Durante lo scorso anno ci sono state diverse mostre, eventi, rassegne e giornate di studio, sulla storia della Polonia e sui rapporti con l’Italia. Domenica ho visitato l’ultima mostra ancora disponibile( fino a domenica 19, quindi affrettatevi!) allestita al primo piano della Biblioteca Malatestiana a Cesena, dal titolo “Il cammino verso l’Indipendenza nelle raccolte dell’Accademia Polacca delle Scienze”. La mostra rientra nella serie di iniziative organizzate e promosse dall’Associazione Polonia di Cesena in collaborazione con lAssociazione delle Famiglie dei Combattenti Polacchi in Italia, il Consolato Generale della Polonia in Milano, Comune di Cesena e la Biblioteca Malatestiana. L’Associazione Polonia opera nel cesenate dal 2008, svolgendo attività rivolte ad integrazione e interazione culturale sociale e linguistica tra Polonia e Italia. Bernadeta Grochowska è la Cofondatrice dell’Associazione che collabora con le Amministrazioni e istituzioni italiane e polacche in vari progetti. Ed è proprio Bernadeta ad avermi ospitata, a farmi prima da Cicerone nella cittadina romagnola, tra una scultura di Leonardo Lucchi, aneddoti sui Malatesta, curiosità storiche e spiegazioni sugli edifici rappresentativi di Cesena. Le chiacchierate continuano davanti a un ottimo Sangiovese e un lauto pranzo italo-polacco a casa di altri due soci dell’associazione, come se ci conoscessimo da tempo. Forse è proprio vero che siamo uniti da un inestricabile, eterno, unico legame fraterno. Nonostante il Sangiovese rendesse difficile lasciare la tavola, arriva il momento di recarsi verso la mostra non senza aver prima usufruito della visita guidata in quel posto fuori dallo spazio temporale che è la Biblioteca Malatestiana, prima biblioteca pubblica in Europa e una delle dieci ad esser perfettamente conservata, senza opere e interventi di restauro. Da queste atmosfere medievali degne de “Il nome della Rosa” vado al primo piano dove è allestita la mostra.

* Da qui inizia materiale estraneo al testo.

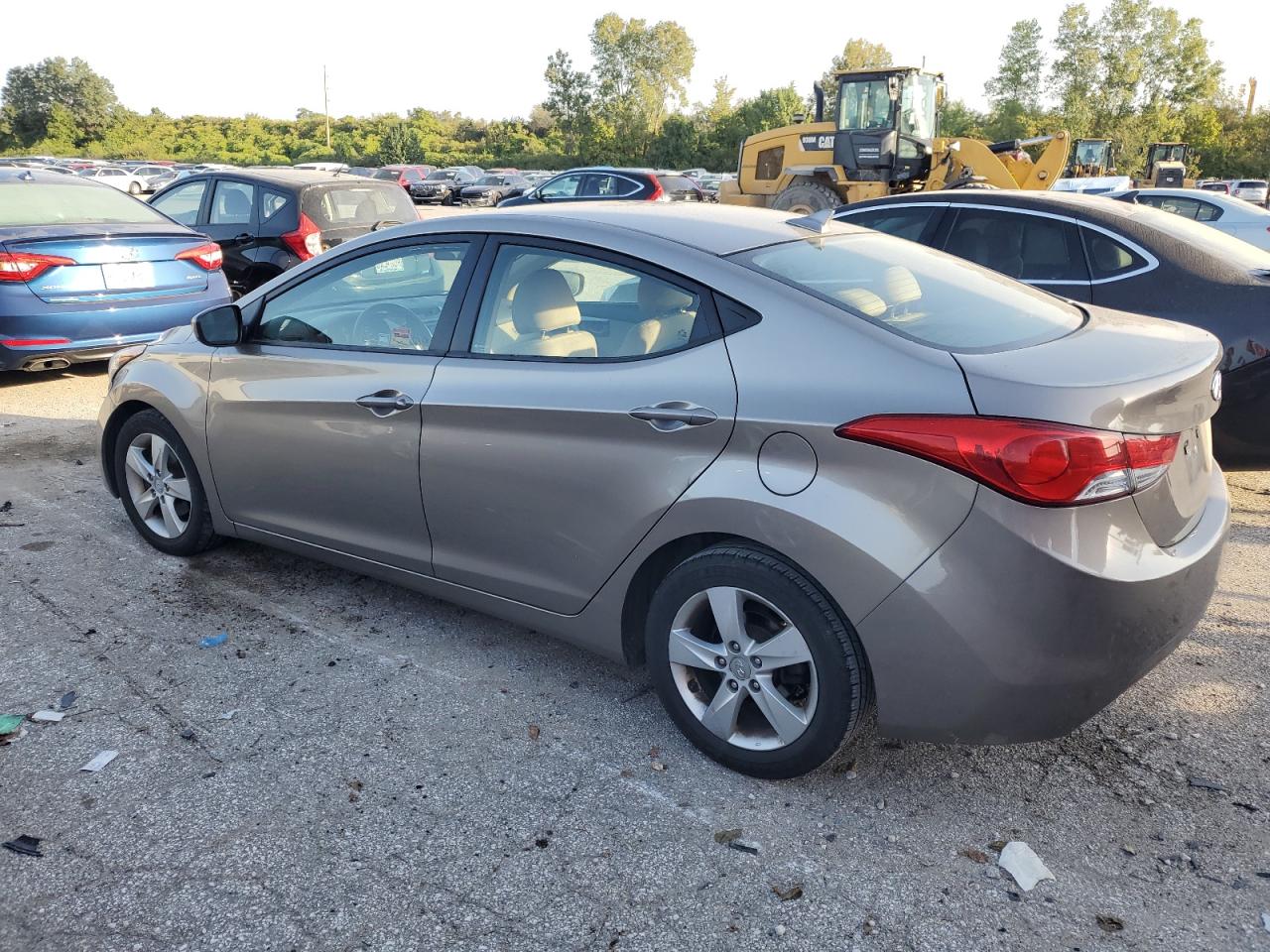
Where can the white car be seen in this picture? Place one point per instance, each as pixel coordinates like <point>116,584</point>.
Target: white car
<point>117,178</point>
<point>1250,190</point>
<point>1234,216</point>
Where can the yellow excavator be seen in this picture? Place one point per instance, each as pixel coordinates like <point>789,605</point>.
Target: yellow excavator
<point>881,141</point>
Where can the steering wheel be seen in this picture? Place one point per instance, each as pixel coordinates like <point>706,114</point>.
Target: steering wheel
<point>386,324</point>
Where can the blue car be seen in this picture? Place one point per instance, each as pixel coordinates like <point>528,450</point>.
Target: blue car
<point>86,270</point>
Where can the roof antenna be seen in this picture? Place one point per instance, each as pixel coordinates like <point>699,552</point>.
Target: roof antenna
<point>818,222</point>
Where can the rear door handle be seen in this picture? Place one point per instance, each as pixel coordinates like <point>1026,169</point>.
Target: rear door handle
<point>675,414</point>
<point>385,403</point>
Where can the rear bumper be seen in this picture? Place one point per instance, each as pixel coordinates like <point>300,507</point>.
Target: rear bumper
<point>93,331</point>
<point>1029,621</point>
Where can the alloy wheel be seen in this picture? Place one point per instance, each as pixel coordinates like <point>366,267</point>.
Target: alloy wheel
<point>743,669</point>
<point>158,485</point>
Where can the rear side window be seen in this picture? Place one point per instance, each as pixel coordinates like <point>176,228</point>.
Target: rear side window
<point>902,222</point>
<point>358,204</point>
<point>1025,246</point>
<point>917,294</point>
<point>182,202</point>
<point>1107,257</point>
<point>231,203</point>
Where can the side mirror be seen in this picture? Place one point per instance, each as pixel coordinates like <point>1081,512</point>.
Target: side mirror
<point>575,282</point>
<point>220,326</point>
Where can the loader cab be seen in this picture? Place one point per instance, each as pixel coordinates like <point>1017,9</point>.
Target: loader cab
<point>1166,164</point>
<point>1091,159</point>
<point>885,122</point>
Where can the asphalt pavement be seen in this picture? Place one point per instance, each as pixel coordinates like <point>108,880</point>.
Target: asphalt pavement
<point>358,767</point>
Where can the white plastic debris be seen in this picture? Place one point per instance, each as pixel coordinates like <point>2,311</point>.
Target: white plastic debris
<point>1019,860</point>
<point>100,761</point>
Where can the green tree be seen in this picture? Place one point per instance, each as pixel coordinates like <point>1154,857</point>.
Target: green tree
<point>33,93</point>
<point>857,54</point>
<point>640,71</point>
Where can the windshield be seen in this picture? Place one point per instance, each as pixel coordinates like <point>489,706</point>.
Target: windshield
<point>919,294</point>
<point>53,203</point>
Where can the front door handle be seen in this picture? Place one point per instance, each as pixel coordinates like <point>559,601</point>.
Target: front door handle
<point>385,403</point>
<point>674,416</point>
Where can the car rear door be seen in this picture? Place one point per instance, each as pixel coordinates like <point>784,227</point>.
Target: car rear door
<point>559,430</point>
<point>314,422</point>
<point>234,223</point>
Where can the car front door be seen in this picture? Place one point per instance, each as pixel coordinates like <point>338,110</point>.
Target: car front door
<point>564,424</point>
<point>234,223</point>
<point>314,421</point>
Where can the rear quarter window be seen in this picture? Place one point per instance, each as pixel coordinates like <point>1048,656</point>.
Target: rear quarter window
<point>917,294</point>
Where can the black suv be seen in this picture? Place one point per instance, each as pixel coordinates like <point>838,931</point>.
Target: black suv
<point>444,184</point>
<point>267,221</point>
<point>607,184</point>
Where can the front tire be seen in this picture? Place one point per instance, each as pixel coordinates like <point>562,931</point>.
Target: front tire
<point>807,197</point>
<point>754,664</point>
<point>159,486</point>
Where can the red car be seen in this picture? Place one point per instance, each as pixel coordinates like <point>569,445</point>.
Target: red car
<point>404,176</point>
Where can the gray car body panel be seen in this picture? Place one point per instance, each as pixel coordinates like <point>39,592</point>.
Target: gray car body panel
<point>883,534</point>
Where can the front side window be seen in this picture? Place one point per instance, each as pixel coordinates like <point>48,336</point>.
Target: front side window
<point>902,222</point>
<point>564,186</point>
<point>1025,246</point>
<point>231,203</point>
<point>541,302</point>
<point>388,299</point>
<point>916,294</point>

La mostra è contenuta, ma con di spunti nuovi e un punto di vista a mio avviso originale. L’ho ritenuta molto specifica, minuziosa, la cui aneddotica a tratti particolareggiata, con nomi di personaggi completamente ignoti potrebbe creare o aver creato un allontanamento da parte del visitatore. Il mio intento è quello di parlarne per fornire suggerimenti a chi è incuriosito, un’occasione per rivedere insieme un percorso storico a chi già lo mastica , fornire un input per nuove ricerche. La mostra si è avvalsa di scritti, documenti, foto proveniente dall’Archivio dell’Accademia Polacca di Varsavia, è strutturata con diversi pannelli, le cui foto e indicazioni ci permettono di conoscere vari dettagli, osservare i diversi colori, cogliere le sfumature del tortuoso cammino polacco. L’esibizione ci mette di fronte all’”uomo polacco” e alla sua tensione per l’indipendenza e per la causa nazionale.

Fondamentali e preziosi sono  gli studi e i lasciti di Michał Rawita-Witanowski, farmacista, storico, etnografo, Piotr Bańkowski archivista e storico, e di Władysław Leopold Jaworski, giurista e politico (purtroppo ho trovato pochissime informazioni in rete su di loro e solo in lingua polacca).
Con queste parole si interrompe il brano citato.